Todas las noches, mi suegra llamaba a la puerta de nuestra habitación a las 3 de la madrugada, así que instalé una cámara oculta. Lo que vimos lo cambió todo.
Liam y yo llevábamos casados poco más de un año. Nuestra vida juntos en nuestra tranquila casa de Boston había sido pacífica, salvo por una cosa extraña: su madre, Margaret.
Todas las noches, exactamente a las 3 de la mañana, tocaba la puerta de nuestra habitación.
No con fuerza, solo tres golpes lentos y intencionados. Toc. Toc. Toc.
Suficiente para despertarme cada vez.
Al principio, pensé que quizá necesitaba ayuda o que se había confundido en la oscuridad. Pero cada vez que abría la puerta, el pasillo estaba vacío: tenuemente iluminado, completamente en silencio.
Liam me dijo que no me preocupara. «Mamá no duerme bien», dijo. «A veces simplemente se desmaya».
Pero cuanto más ocurría, más inquieta me sentía.
Después de casi un mes, decidí averiguar la verdad. Compré una cámara pequeña y la coloqué discretamente cerca de la puerta del dormitorio. No se lo dije a Liam; habría dicho que estaba exagerando.
Esa noche, volvieron los golpes.
Tres suaves toques.
Fingí dormir, con el pulso acelerado.
A la mañana siguiente, volví a ver la grabación.
Lo que vi me puso los pelos de punta.
Margaret, con un camisón blanco largo, salió de su habitación y caminó lentamente por el pasillo. Se detuvo justo frente a nuestra puerta, miró a su alrededor como para asegurarse de que nadie la viera y tocó tres veces. Luego, simplemente… se quedó allí parada.
Durante diez minutos completos, no se movió. Se quedó mirando la puerta, con el rostro inexpresivo, la mirada fría y distante, como si estuviera escuchando algo… o a alguien. Luego, sin decir palabra, se dio la vuelta y desapareció por el pasillo.
Me volví hacia Liam con el corazón latiéndome con fuerza. Estaba pálido.
“¿Sabías algo de esto, verdad?”, pregunté.
Dudó. Finalmente susurró: «Mamá no quiere hacer daño.

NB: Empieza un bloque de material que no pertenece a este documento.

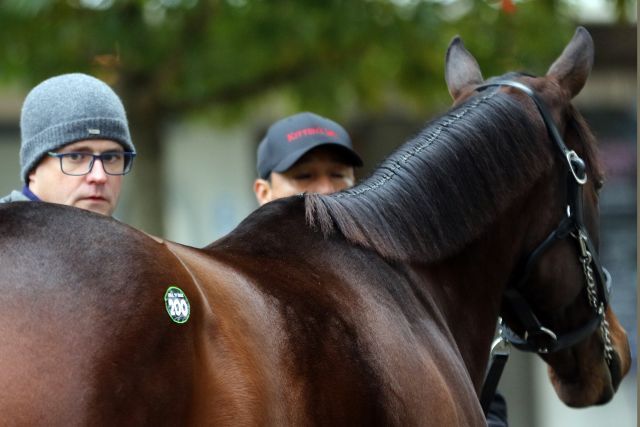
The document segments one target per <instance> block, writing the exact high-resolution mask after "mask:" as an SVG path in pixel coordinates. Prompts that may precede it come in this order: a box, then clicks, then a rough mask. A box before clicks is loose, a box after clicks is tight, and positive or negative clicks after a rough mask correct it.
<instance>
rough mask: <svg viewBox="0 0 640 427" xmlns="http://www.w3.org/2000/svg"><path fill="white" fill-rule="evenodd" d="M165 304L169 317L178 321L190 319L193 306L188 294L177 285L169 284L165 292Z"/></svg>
mask: <svg viewBox="0 0 640 427" xmlns="http://www.w3.org/2000/svg"><path fill="white" fill-rule="evenodd" d="M164 306H165V307H166V309H167V313H169V317H171V320H173V321H174V322H176V323H185V322H186V321H187V320H189V315H190V314H191V306H190V305H189V300H188V299H187V296H186V295H185V294H184V292H182V289H180V288H178V287H177V286H169V287H168V288H167V292H165V293H164Z"/></svg>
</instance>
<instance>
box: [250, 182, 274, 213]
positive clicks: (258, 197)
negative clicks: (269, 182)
mask: <svg viewBox="0 0 640 427" xmlns="http://www.w3.org/2000/svg"><path fill="white" fill-rule="evenodd" d="M253 192H254V193H256V199H257V200H258V204H259V205H260V206H262V205H264V204H265V203H267V202H270V201H271V184H270V183H269V181H267V180H266V179H262V178H258V179H256V180H255V181H254V183H253Z"/></svg>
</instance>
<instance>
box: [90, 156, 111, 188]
mask: <svg viewBox="0 0 640 427" xmlns="http://www.w3.org/2000/svg"><path fill="white" fill-rule="evenodd" d="M107 177H108V175H107V173H106V172H105V171H104V165H103V164H102V160H101V159H95V161H94V162H93V167H92V168H91V171H90V172H89V173H88V174H87V179H88V180H89V181H90V182H98V183H104V182H106V181H107Z"/></svg>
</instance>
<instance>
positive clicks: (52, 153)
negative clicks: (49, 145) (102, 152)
mask: <svg viewBox="0 0 640 427" xmlns="http://www.w3.org/2000/svg"><path fill="white" fill-rule="evenodd" d="M47 154H48V155H49V156H51V157H56V158H58V159H60V169H61V170H62V173H63V174H65V175H73V176H82V175H86V174H88V173H89V172H91V170H92V169H93V164H94V163H95V162H96V159H98V160H100V162H101V163H102V168H103V169H104V172H105V173H106V174H107V175H125V174H127V173H129V172H130V171H131V166H132V165H133V158H134V157H135V156H136V153H130V152H124V151H108V152H106V153H100V154H92V153H83V152H72V153H53V152H48V153H47Z"/></svg>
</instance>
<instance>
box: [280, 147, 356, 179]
mask: <svg viewBox="0 0 640 427" xmlns="http://www.w3.org/2000/svg"><path fill="white" fill-rule="evenodd" d="M321 146H331V147H333V148H335V149H336V150H337V151H340V152H341V154H343V155H344V159H345V160H346V161H347V162H348V164H349V165H351V166H357V167H360V166H362V159H361V158H360V156H358V154H357V153H356V152H355V151H353V150H352V149H350V148H349V147H345V146H344V145H340V144H337V143H335V142H317V143H315V144H311V145H308V146H306V147H304V148H301V149H300V150H298V151H294V152H293V153H290V154H289V155H288V156H286V157H285V158H284V159H282V160H281V161H280V162H279V163H278V164H277V165H276V166H275V167H274V168H273V169H272V172H278V173H282V172H286V171H287V170H289V168H290V167H291V166H293V165H294V164H295V163H296V162H297V161H298V160H300V158H301V157H302V156H304V155H305V154H307V153H308V152H309V151H311V150H313V149H314V148H318V147H321Z"/></svg>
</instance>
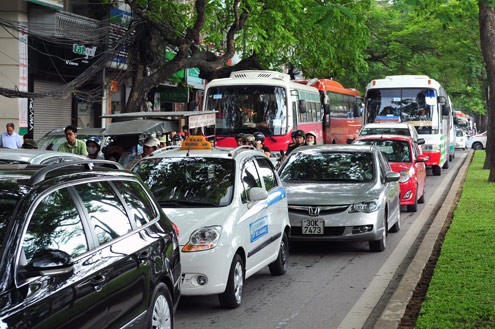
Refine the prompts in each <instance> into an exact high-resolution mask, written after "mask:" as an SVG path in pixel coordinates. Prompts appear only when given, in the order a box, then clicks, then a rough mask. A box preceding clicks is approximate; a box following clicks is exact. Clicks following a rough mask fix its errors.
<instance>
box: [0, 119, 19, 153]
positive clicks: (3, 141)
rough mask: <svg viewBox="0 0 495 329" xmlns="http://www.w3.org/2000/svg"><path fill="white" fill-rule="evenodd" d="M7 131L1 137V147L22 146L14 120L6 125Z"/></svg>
mask: <svg viewBox="0 0 495 329" xmlns="http://www.w3.org/2000/svg"><path fill="white" fill-rule="evenodd" d="M5 128H6V131H5V132H4V133H2V138H0V147H3V148H7V149H18V148H20V147H21V146H22V140H21V136H19V134H18V133H16V132H15V126H14V124H13V123H12V122H9V123H7V124H6V125H5Z"/></svg>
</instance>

Solo… tiene sus razones».
Pero no dijo nada más.
Ya no tenía secretos. Esa tarde, confronté a Margaret directamente.
Estaba en la sala, tomando té, con la tele encendida a volumen bajo.
“Sé que has estado llamando a nuestra puerta todas las noches”, dije. “Vimos el video. Solo quiero entender… ¿por qué?”
Dejó la taza con cuidado. Sus ojos se encontraron con los míos, penetrantes, indescifrables.
“¿Qué crees que estoy haciendo?”, dijo en voz baja, tan baja que me dio escalofríos.
Luego se levantó y se alejó.
Esa noche, revisé el resto de la grabación. Me temblaban las manos al darle al play.
Después de tocar, metió la mano en el bolsillo y sacó una pequeña llave plateada. La acercó a la cerradura —sin girarla, solo la mantuvo ahí unos segundos— y luego se alejó.
A la mañana siguiente, revisé la mesita de noche de Liam, desesperada por respuestas. Dentro, encontré un viejo cuaderno. Una página decía:
Mamá sigue revisando las puertas todas las noches. Dice que oye ruidos, pero yo nunca oigo nada. Me pidió que no me preocupara, pero… creo que está ocultando algo.
Cuando Liam vio lo que había encontrado, se derrumbó.
Tras el fallecimiento de su padre hace años, explicó, su madre desarrolló insomnio y ansiedad graves. Se obsesionó con revisar cerraduras y ventanas, convencida de que alguien intentaba entrar.
“Últimamente”, dijo, “ha estado diciendo cosas como… ‘Necesito proteger a Liam de ella’”.

Me quedé paralizada.
“¿De mí ?”, susurré.
Él asintió, con los ojos llenos de culpa.
El miedo que me invadió fue frío y profundo. ¿Y si una noche no se detenía en la puerta?
Le dije a Liam que no podía quedarme a menos que consiguiera su ayuda. Aceptó.